As the state prepares to use standardized test scores to help evaluate teachers, Assemblyman John Burzichelli thinks there ought to be another metric factored into those assessments - parental involvement.

Burzichelli, D-Gloucester, has introduced a bill that would require the commissioner of education to come up with ways to measure how active parents are in their children's learning. That information would be used as a mitigating factor when looking at student achievement, one of the things teachers will be evaluated on beginning next year.

Burzichelli is certainly right that parents have a huge role in a child's education, and including some measure of parental involvement would only add to the fairness of teacher evaluations. Whether or not his idea is workable is another question.

He suggests quantifying things such as the completion rate for homework, participation in parent-teacher conferences and how responsive parents are when teachers reach out to them or when they are asked to sign papers.

"If there's not a partnership in the education of the child, there's a disadvantage to the teacher," Burzichelli told The Star-Ledger.

"There's a clear case that where homes are struggling, schools are struggling. If we don't talk about what happens outside the school, we're never going to get where we want to get."
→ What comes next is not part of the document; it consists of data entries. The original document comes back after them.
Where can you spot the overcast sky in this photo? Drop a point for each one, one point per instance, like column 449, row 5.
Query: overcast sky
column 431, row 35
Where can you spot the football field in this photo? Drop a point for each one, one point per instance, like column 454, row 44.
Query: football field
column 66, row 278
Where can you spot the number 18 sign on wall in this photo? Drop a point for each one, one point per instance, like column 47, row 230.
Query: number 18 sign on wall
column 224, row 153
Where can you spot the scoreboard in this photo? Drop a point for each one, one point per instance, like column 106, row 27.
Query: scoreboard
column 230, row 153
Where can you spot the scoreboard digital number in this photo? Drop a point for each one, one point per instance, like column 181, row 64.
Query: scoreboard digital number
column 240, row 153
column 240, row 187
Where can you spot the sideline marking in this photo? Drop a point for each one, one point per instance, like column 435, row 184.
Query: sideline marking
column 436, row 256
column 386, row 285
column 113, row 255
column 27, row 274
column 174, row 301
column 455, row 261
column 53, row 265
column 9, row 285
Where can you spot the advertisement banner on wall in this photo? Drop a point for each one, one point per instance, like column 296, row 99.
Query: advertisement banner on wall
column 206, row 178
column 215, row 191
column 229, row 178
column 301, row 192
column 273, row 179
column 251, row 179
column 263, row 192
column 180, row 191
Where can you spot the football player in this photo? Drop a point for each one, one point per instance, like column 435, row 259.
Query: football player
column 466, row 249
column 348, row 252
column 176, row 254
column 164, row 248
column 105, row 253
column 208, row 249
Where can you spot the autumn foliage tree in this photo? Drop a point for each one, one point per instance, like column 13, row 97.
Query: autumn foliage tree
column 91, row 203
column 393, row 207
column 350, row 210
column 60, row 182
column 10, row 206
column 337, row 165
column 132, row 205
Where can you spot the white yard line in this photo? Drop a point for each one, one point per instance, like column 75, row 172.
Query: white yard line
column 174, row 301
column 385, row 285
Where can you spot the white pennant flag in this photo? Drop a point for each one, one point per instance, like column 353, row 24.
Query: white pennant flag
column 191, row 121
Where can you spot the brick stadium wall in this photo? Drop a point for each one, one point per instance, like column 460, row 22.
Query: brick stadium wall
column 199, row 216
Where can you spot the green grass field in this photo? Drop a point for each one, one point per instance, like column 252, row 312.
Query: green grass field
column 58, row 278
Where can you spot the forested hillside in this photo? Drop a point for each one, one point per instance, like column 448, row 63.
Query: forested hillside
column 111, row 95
True enough. The most successful New Jersey schools tend to have very involved parents who make sure that education is a priority and who share in that responsibility with their children's teachers.

This is not an indictment of busy working parents who cannot help children with homework every night. It is simply a recognition that students come to school from a variety of home environments, and some of those environments are more likely to help students achieve than others. Shouldn't that difference be acknowledged when we're assessing the job teachers are doing?

The details of this proposal are bedeviling. As Assemblyman Patrick Diegnan, D-Middlesex, who heads the Assembly Education Committee, said, "The concept of involving parents is a worthy goal, but how in the world would you accomplish it?"

We don't have the answer to that, but trying to figure it out is a conversation worth having.